--- a/mercurial/tags.py Wed Apr 15 12:18:05 2015 -0400
+++ b/mercurial/tags.py Wed Apr 15 17:42:38 2015 -0400
@@ -15,15 +15,36 @@
import util
import encoding
import error
+from array import array
import errno
import time
-# The tags cache stores information about heads and the history of tags.
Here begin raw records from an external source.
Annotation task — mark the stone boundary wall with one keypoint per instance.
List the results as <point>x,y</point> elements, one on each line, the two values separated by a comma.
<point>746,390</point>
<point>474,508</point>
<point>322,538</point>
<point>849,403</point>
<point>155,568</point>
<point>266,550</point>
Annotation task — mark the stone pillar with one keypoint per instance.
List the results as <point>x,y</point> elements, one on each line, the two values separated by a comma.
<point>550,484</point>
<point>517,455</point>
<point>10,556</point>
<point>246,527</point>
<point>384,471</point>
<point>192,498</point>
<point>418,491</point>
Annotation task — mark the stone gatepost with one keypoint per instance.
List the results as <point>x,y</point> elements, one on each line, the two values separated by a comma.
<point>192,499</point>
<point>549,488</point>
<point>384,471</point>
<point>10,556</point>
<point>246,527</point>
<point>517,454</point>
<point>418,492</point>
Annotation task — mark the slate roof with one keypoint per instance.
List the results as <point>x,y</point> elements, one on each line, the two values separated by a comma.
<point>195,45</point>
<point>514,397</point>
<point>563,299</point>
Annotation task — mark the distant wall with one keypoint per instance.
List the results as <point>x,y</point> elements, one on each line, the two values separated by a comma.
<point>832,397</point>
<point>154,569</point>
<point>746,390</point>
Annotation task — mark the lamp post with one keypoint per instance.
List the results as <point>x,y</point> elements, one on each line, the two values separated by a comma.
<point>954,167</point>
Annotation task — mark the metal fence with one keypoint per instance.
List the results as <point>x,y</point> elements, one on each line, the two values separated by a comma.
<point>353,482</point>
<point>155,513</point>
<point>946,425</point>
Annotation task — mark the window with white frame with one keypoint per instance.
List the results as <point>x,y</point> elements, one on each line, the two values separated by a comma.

+# Tags computation can be expensive and caches exist to make it fast in
+# the common case.
+#
+# The "hgtagsfnodes1" cache file caches the .hgtags filenode values for
+# each revision in the repository. The file is effectively an array of
+# fixed length records. Read the docs for "hgtagsfnodescache" for technical
+# details.
+#
+# The .hgtags filenode cache grows in proportion to the length of the
+# changelog. The file is truncated when the # changelog is stripped.
+#
+# The purpose of the filenode cache is to avoid the most expensive part
+# of finding global tags, which is looking up the .hgtags filenode in the
+# manifest for each head. This can take dozens or over 100ms for
+# repositories with very large manifests. Multiplied by dozens or even
+# hundreds of heads and there is a significant performance concern.
+#
+# The "tags" cache stores information about heads and the history of tags.
#
# The cache file consists of two parts. The first part maps head nodes
# to .hgtags filenodes. The second part is a history of tags. The two
# parts are separated by an empty line.
#
+# The filenodes part of "tags" has effectively been superseded by
+# "hgtagsfnodes1." It is being kept around for backwards compatbility.
+#
# The first part consists of lines of the form:
#
# <headrev> <headnode> [<hgtagsnode>]
@@ -40,11 +61,6 @@
# written against the current tip is all that is needed to check whether
# the cache is up to date).
#
-# The purpose of the filenode cache is to avoid the most expensive part
-# of finding global tags, which is looking up the .hgtags filenode in the
-# manifest for each head. This can take over a minute on repositories
-# that have large manifests and many heads.
-#
# The second part of the tags cache consists of lines of the form:
#
# <node> <tag>
@@ -324,20 +340,19 @@
# This is the most expensive part of finding tags, so performance
# depends primarily on the size of newheads. Worst case: no cache
# file, so newheads == repoheads.
+ fnodescache = hgtagsfnodescache(repo.unfiltered())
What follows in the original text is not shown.